Project Overview

Context

In a Cloud Computing  platform software is migrating from the desktop into the "clouds" of the Internet, promising users anytime, anywhere access to their programs and data. Present Cloud Computing platforms do not   support redundant, self­-recovering programming models for recovering  from many inevitable hardware/software failures.

Panacea  project  discusses the challenges that the cloud computing paradigm poses to application users,  application developers and telecommunication providers and presents solutions.

 

Objective

The main objective of the project "PANACEA" is to provide Proactive Autonomic Management of Cloud Resources, based on Machine Learning,  as a remedy to the exponentially growing Cloud complexity. PANACEA will allow users several advanced possibilities, based on the Machine Learning (ML) framework, and the autonomic principles:

  • Proactive autonomic management of cloud resources.
  • Proactive software migration within the cloud(s).
  • Creating mission-oriented distributed clouds with autonomic self* properties.
  • Efficient use of cloud resources.
  • Monitoring, controlling   and pro-actively managing  applications’ executions (VM migrations, proactive rejuvenation, predicting the threshold violation of response time and the time to crash).

 

Methodology

The PANACEA distributed architecture is a two-level architecture. The first system level is composed of private research clouds controlled by Intra- Autonomic Cloud Manager(s) (Intra-ACM) monitoring, controlling and proactively managing applications’ executions inside each cloud. The second system level is a federation of "private research clouds" controlled by the Inter-Autonomic Cloud Manager (Inter-ACM) in charge of monitoring the quality of the paths in the overlay network and proactively reconfiguring it.

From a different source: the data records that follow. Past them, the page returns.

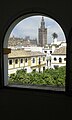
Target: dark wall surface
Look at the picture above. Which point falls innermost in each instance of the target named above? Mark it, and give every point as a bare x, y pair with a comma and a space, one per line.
33, 104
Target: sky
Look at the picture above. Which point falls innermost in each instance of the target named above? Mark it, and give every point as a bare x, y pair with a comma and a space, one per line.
29, 27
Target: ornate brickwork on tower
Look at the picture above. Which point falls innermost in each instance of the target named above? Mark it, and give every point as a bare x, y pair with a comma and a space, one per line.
42, 34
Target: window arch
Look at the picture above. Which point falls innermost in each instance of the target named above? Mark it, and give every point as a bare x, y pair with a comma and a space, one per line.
55, 58
6, 38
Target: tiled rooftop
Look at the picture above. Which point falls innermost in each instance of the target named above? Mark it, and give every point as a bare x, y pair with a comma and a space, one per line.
23, 53
60, 51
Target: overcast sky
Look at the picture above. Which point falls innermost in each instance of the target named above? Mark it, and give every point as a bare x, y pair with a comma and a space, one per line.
29, 27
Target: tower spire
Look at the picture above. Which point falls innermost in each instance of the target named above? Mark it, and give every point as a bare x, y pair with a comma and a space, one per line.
42, 23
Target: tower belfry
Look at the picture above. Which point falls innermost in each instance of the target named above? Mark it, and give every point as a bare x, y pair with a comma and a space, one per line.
42, 34
42, 23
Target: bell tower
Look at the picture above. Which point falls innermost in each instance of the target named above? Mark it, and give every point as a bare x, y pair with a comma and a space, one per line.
42, 34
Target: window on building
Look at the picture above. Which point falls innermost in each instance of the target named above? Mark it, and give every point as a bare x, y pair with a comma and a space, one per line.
25, 69
60, 60
26, 60
55, 58
10, 62
64, 59
39, 61
21, 60
16, 61
33, 60
45, 51
34, 70
50, 52
56, 66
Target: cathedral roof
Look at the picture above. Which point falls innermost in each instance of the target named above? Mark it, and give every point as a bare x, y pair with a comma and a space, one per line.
60, 51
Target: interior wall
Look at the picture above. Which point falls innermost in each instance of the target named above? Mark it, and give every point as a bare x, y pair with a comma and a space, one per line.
21, 103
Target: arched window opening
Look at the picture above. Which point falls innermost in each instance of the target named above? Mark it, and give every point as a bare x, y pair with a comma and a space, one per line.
35, 39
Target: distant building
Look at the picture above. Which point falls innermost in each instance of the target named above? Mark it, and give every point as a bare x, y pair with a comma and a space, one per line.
42, 34
28, 60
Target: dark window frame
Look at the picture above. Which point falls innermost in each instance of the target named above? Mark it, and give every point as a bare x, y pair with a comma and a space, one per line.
68, 86
10, 62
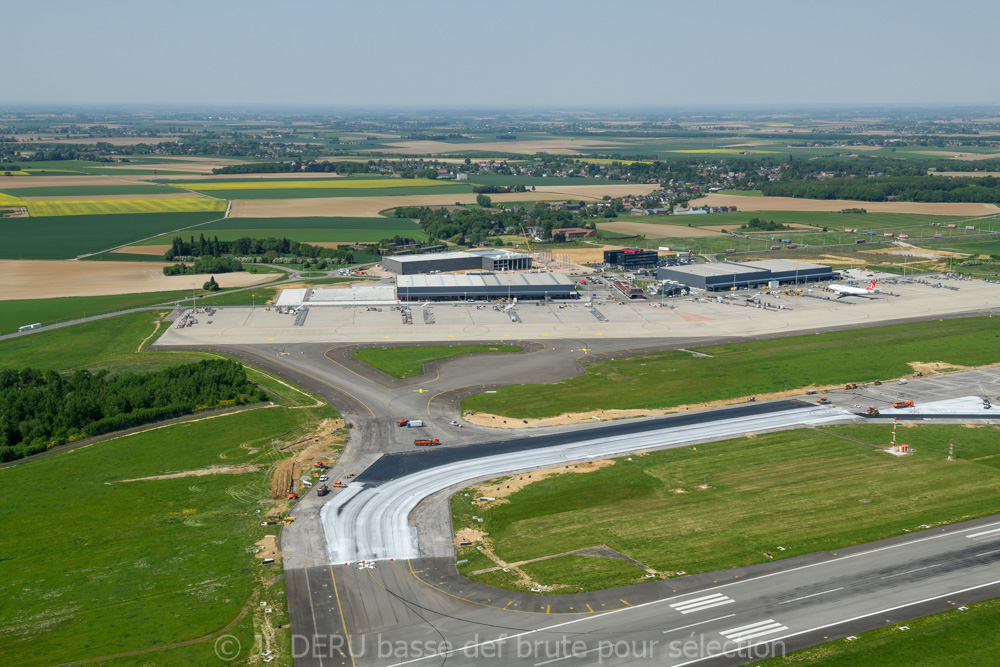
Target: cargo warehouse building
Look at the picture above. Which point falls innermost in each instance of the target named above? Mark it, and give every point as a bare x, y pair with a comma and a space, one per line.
631, 259
727, 275
451, 287
463, 260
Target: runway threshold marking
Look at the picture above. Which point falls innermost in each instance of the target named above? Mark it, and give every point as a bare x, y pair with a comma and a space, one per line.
899, 574
343, 623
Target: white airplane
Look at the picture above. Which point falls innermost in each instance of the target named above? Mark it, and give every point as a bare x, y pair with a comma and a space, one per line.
847, 290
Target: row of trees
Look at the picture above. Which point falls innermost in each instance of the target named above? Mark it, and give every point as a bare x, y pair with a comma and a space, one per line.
245, 246
903, 188
41, 409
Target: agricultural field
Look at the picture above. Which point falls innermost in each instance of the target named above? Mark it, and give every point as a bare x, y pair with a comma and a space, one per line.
66, 237
669, 379
405, 362
41, 209
185, 542
307, 230
721, 505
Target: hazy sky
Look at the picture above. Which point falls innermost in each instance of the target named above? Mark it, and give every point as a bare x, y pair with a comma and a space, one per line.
509, 53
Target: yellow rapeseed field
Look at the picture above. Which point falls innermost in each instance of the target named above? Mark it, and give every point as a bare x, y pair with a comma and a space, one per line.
326, 184
38, 209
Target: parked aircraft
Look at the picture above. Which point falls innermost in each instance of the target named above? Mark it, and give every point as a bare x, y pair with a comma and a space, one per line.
847, 290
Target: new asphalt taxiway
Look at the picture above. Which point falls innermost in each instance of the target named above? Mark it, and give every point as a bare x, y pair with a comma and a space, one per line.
411, 607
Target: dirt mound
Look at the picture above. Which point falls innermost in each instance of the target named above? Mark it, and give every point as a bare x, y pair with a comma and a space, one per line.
215, 470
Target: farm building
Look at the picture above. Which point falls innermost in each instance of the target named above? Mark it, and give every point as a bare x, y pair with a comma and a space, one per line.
486, 286
462, 260
728, 275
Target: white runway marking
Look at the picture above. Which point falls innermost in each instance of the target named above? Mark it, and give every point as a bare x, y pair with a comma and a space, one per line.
745, 632
698, 604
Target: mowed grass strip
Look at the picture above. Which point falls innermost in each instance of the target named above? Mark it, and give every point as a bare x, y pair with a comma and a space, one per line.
39, 209
668, 379
100, 566
723, 505
404, 362
326, 184
17, 313
110, 344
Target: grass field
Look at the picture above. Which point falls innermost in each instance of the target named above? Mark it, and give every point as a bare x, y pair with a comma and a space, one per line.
715, 506
404, 362
317, 230
147, 562
668, 379
14, 314
40, 209
65, 237
111, 344
84, 191
940, 640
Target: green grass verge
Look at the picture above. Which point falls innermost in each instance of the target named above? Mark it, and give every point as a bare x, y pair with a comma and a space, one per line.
404, 362
148, 562
805, 490
111, 343
66, 237
86, 191
939, 640
668, 379
14, 314
331, 230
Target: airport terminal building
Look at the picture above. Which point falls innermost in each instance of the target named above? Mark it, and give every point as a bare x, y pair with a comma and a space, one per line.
729, 275
451, 287
461, 260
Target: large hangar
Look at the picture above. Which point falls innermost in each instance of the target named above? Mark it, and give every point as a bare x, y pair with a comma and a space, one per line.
728, 275
461, 260
450, 287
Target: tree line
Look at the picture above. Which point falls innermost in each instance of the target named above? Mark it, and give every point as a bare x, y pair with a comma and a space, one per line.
902, 188
245, 246
42, 409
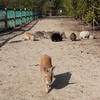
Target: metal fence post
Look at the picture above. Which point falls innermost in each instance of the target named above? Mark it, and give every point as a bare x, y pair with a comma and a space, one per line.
14, 17
6, 19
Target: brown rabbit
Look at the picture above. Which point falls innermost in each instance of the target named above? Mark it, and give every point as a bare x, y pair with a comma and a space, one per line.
73, 36
28, 36
46, 69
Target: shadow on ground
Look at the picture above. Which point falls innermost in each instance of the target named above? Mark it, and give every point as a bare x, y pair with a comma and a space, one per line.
61, 81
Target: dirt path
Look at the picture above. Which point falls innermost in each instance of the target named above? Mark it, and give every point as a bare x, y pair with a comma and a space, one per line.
77, 72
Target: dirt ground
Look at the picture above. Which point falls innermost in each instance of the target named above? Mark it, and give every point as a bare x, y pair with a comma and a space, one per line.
77, 72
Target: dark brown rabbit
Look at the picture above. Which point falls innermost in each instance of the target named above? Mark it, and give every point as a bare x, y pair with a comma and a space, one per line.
73, 36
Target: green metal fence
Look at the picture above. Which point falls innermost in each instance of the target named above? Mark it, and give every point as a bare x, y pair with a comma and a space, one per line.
10, 18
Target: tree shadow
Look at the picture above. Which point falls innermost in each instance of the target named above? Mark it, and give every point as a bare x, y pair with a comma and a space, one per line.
16, 41
61, 81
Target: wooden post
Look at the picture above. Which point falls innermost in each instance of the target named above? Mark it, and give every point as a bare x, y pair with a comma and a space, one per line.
93, 21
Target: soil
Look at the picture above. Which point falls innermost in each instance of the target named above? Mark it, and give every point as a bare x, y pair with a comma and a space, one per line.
77, 72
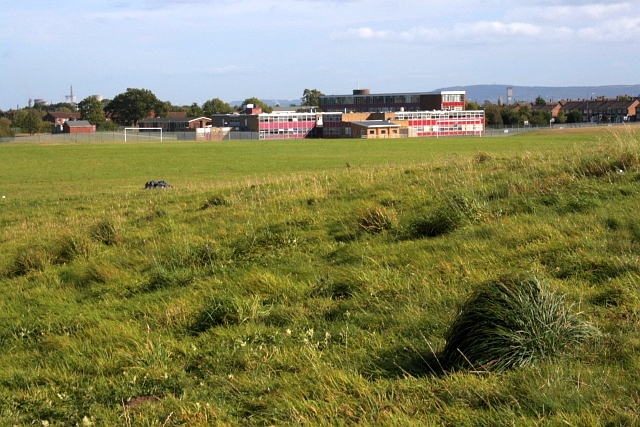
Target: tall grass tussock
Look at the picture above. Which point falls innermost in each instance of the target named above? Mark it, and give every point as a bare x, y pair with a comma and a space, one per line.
512, 323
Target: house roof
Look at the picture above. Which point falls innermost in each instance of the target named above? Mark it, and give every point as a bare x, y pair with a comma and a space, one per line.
77, 123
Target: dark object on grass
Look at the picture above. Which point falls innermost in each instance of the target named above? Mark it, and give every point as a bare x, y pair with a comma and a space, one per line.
509, 324
156, 184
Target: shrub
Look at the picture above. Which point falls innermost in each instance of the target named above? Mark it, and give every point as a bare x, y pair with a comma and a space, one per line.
507, 324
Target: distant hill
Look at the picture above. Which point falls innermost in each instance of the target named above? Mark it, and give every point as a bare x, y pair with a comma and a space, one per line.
480, 93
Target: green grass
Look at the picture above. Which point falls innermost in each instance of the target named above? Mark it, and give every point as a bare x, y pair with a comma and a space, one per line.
273, 285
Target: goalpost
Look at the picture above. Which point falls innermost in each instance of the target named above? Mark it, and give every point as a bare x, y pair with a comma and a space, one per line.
139, 129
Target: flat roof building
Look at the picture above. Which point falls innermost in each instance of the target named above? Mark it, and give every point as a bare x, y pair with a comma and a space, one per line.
362, 100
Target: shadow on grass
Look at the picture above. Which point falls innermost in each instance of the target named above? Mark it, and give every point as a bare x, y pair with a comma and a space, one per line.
405, 361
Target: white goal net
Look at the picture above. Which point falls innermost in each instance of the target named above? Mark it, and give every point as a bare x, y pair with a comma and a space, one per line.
142, 130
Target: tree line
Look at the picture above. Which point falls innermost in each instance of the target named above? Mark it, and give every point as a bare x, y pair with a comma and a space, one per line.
126, 109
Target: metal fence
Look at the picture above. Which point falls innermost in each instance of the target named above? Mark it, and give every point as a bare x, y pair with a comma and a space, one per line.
118, 136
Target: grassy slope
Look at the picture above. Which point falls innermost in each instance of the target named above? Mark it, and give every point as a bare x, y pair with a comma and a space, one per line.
273, 285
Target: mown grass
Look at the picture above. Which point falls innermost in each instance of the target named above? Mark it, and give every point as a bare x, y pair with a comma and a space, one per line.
310, 293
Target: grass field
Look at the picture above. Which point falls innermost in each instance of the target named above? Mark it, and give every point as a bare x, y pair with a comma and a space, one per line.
274, 285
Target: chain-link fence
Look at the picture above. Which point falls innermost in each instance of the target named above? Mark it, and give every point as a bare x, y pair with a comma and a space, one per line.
154, 136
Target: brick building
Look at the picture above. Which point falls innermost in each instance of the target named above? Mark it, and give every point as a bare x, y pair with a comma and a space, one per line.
362, 100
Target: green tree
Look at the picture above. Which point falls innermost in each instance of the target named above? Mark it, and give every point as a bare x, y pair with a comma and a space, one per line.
133, 105
195, 110
216, 106
162, 109
561, 117
471, 106
28, 120
540, 101
311, 97
91, 110
492, 114
5, 128
574, 116
255, 101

Figure: PANACEA Distributed Architecture

The ML framework will allow predicting the failure time of software, or user applications running on Virtual Machines and the violation of expected response time of cloud services. The complexity of prediction models will be reduced by removing a number of irrelevant parameters from the training data set while preserving the accuracy of predictions.
To deal with the vast number of possible resources to monitor, our main approach will consider the use of mobile agents, which will move on the cloud, interacting with other agents, reading computing and network sensors, and making autonomous decisions on what to measure, when to report and to whom.
Distributed Machine Learning will be used to enforce "self-organizing paths" on an overlay network, which will maintain the quality-of-service of end-to-end flows in the presence of traffic congestion.
To ensure a reliable operation of PANACEA, replication services, leader election and distributed locking mechanisms shall be used wherever critical information is maintained.

The project is organized into 6 work packages. The project will identify use cases, which will help to validate its scientific outputs.

 

Expected impacts

PANACEA will provide the infrastructure foundation that will allow cloud scale autonomic management. The expected impacts are as follows:

  • for the cloud stack: software-enhanced capabilities and more competitive stack for adoption,
  • for the cloud provider: increased resilience and reliability for the client, and lower operating cost for the provider.